Register forum user name Search FAQ

Gammon Forum

Notice: Any messages purporting to come from this site telling you that your password has expired, or that you need to verify your details, confirm your email, resolve issues, making threats, or asking for money, are spam. We do not email users with any such messages. If you have lost your password you can obtain a new one by using the password reset link.
 Entire forum ➜ MUSHclient ➜ Lua ➜ string matching

string matching

It is now over 60 days since the last post.
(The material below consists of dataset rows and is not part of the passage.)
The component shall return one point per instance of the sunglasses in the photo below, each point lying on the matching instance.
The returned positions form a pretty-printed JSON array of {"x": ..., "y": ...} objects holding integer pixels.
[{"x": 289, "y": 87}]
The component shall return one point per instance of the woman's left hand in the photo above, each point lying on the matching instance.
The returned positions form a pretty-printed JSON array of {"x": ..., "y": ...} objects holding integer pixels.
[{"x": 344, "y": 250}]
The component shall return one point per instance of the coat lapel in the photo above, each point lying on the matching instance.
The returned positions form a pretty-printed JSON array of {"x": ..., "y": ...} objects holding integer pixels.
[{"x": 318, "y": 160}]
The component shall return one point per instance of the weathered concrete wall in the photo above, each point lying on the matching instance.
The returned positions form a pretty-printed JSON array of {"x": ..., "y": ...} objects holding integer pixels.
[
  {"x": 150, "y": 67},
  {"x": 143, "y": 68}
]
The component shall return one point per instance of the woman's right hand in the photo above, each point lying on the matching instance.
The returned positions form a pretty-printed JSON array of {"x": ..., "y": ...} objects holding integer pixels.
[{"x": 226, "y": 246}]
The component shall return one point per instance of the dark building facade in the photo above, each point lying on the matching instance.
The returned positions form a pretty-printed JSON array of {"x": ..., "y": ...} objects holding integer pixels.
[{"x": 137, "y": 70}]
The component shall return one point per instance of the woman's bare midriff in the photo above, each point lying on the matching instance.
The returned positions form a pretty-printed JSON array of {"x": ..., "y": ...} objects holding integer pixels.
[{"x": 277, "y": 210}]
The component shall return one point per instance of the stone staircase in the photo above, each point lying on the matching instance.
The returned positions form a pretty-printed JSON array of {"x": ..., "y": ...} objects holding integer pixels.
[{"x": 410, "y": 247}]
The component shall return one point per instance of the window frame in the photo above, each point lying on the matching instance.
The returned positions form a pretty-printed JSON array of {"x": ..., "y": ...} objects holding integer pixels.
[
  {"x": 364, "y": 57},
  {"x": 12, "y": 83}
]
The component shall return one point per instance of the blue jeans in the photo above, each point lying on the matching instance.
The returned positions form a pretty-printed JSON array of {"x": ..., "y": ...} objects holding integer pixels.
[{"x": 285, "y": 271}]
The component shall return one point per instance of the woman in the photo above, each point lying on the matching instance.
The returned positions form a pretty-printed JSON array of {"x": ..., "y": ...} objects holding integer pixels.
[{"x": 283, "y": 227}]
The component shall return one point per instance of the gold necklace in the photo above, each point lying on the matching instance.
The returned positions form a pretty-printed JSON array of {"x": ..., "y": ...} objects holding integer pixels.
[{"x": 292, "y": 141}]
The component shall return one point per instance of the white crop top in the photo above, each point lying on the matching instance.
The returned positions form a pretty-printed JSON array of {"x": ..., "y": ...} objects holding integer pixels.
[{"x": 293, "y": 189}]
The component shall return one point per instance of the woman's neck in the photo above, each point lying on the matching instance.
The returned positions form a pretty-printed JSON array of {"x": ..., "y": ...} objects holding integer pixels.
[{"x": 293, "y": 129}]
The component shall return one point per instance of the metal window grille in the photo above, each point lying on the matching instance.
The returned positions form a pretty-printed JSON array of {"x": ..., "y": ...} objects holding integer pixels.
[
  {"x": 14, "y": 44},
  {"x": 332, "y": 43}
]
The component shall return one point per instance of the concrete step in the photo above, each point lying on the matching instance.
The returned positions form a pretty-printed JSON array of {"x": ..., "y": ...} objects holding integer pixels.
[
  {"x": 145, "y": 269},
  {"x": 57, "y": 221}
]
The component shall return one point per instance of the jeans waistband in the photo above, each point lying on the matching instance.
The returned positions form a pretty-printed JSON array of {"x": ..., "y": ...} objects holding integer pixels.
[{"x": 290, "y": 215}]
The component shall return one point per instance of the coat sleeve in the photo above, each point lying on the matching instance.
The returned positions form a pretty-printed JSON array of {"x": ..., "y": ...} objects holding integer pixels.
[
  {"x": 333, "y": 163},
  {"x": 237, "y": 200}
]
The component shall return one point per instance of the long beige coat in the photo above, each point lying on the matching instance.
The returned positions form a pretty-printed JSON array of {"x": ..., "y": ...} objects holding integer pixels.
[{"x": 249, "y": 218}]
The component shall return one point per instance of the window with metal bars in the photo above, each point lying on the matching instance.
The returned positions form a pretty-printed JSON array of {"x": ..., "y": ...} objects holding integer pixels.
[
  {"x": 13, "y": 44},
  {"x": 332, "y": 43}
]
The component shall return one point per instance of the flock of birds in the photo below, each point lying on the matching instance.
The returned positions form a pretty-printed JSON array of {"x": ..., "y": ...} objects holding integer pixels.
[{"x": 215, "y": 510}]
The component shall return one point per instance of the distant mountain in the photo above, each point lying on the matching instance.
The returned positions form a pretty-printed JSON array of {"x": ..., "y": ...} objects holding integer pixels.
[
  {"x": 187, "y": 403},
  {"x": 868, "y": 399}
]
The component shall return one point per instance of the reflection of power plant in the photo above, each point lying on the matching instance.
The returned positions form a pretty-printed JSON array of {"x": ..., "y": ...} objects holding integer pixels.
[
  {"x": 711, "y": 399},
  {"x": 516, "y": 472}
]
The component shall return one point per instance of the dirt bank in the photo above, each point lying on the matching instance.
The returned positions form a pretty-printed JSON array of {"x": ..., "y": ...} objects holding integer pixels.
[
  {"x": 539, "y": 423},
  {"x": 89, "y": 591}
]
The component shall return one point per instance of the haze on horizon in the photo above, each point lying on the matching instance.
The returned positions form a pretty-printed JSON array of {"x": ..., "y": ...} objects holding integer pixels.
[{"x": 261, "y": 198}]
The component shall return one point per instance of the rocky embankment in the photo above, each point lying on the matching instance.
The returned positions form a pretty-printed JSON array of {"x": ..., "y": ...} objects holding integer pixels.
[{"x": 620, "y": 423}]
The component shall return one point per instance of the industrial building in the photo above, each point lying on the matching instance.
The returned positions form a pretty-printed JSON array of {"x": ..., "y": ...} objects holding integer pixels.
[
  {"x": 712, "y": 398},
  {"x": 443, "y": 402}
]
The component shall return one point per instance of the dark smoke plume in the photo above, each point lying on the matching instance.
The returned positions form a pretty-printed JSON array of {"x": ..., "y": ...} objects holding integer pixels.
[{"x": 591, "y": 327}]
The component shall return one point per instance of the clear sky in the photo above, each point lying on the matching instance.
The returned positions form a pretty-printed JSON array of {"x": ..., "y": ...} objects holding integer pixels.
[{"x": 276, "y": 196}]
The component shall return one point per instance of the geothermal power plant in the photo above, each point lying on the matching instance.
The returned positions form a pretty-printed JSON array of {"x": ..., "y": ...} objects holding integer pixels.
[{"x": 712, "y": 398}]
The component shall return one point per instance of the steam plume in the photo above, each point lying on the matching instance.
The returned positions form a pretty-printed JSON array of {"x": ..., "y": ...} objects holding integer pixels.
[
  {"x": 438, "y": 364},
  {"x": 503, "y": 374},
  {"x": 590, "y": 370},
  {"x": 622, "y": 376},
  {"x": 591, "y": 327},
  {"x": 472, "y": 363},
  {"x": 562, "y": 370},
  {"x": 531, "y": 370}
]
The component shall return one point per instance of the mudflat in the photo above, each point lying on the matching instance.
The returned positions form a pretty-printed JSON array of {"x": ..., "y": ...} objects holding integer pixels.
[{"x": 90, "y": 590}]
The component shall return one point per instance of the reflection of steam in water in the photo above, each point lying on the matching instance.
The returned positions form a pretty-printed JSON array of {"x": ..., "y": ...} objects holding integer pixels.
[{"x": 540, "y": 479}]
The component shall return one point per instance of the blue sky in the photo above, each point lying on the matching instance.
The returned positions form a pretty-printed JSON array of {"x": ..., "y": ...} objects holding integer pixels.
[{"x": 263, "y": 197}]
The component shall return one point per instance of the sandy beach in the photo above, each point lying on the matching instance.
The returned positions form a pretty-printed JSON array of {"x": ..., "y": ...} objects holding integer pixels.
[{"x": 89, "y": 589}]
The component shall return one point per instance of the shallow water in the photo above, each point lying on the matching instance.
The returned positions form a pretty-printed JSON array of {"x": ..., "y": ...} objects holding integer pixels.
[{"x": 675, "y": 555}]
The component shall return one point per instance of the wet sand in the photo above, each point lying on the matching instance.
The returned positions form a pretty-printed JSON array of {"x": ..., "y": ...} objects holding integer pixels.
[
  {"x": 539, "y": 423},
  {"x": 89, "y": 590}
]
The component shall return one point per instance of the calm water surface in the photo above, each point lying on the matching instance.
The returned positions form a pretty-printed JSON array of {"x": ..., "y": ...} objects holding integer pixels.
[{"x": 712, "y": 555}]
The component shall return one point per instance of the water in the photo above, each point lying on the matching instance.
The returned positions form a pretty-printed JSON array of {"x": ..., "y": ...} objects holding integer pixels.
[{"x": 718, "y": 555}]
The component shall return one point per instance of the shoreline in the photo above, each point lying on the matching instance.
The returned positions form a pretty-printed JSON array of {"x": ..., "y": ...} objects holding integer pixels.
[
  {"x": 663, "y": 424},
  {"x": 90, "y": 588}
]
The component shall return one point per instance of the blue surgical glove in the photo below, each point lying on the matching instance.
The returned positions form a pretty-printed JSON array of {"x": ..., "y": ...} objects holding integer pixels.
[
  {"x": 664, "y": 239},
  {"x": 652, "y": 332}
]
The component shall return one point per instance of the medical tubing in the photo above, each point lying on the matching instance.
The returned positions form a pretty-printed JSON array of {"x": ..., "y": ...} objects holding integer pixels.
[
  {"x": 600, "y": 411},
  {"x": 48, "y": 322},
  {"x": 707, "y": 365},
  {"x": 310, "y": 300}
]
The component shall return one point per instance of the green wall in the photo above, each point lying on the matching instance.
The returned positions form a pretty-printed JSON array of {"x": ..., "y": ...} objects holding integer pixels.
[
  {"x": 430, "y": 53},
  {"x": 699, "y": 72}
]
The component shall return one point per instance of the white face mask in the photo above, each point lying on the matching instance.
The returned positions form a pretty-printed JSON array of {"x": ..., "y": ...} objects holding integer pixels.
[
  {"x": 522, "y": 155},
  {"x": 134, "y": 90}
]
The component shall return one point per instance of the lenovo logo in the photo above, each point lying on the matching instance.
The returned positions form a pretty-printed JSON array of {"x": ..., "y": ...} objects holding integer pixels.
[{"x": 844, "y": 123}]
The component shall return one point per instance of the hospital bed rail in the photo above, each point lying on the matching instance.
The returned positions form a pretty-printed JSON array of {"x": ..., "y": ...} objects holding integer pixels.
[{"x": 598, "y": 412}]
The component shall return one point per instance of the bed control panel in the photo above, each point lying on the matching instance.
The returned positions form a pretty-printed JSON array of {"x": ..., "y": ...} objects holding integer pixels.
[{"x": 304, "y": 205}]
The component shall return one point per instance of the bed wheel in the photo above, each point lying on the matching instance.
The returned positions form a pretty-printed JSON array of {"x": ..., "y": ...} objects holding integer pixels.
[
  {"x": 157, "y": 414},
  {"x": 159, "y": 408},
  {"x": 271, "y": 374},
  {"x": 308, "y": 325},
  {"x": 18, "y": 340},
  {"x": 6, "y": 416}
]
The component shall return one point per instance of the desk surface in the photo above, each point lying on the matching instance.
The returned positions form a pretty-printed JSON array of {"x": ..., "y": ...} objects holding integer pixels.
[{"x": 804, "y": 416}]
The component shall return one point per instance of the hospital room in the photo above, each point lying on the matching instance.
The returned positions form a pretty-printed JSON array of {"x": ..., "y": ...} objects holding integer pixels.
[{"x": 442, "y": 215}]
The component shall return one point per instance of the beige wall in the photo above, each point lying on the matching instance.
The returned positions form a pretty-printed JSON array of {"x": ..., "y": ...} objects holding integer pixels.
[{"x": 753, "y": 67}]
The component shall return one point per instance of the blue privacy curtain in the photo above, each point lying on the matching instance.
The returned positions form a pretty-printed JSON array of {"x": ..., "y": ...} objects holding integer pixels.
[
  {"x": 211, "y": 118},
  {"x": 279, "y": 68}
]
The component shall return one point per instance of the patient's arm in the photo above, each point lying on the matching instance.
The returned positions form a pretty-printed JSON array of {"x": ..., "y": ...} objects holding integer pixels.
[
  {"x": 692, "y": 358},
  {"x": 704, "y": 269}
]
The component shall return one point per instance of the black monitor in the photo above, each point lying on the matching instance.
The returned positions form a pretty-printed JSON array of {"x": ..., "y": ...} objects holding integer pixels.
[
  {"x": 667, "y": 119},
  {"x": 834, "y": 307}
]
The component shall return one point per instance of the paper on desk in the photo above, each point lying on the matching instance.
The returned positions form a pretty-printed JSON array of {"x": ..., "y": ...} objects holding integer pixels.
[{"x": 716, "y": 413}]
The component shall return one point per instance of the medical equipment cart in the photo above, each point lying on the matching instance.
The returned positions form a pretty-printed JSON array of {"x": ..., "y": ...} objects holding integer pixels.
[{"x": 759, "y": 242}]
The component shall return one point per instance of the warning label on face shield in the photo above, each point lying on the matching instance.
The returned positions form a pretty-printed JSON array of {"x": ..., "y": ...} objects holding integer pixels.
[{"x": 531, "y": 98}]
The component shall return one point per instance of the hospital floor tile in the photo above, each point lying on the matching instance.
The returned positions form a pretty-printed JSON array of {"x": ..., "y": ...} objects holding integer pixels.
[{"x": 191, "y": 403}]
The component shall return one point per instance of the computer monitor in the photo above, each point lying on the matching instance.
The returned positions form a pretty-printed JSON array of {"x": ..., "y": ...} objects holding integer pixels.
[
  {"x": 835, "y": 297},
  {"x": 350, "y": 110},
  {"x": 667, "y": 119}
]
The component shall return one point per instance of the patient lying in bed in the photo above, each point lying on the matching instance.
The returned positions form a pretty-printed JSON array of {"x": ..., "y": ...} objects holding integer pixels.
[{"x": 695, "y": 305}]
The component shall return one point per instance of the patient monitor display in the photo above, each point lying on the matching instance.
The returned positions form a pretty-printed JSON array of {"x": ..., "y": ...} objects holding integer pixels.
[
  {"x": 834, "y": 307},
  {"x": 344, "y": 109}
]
This thread is closed.     Refresh page


Posted by Nobody   (38 posts)  Bio
Date Tue 10 Oct 2006 07:29 AM (UTC)
Message
I'm probably being ridiculously stupid, but is there any way to ignore case when using the lua inbuilt string routines?
Top

Posted by Nick Gammon   Australia  (23,099 posts)  Bio   Forum Administrator
Date Reply #1 on Tue 10 Oct 2006 09:53 AM (UTC)
Message
Well, a simple way is to simply convert the strings to upper (or lower) case first.

eg.

a = "nick"
b = "NICK"

a = a:upper()
b = b:upper()

print (a == b) --> true

- Nick Gammon

www.gammon.com.au, www.mushclient.com
Top

Posted by Nobody   (38 posts)  Bio
Date Reply #2 on Wed 11 Oct 2006 02:16 AM (UTC)
Message
yeah I already thought of that. The problem though, is that I'm doing substring finding, and substring matching and replacing, and I dont want to screw up the original texts that I'm using for comparing and contrasting.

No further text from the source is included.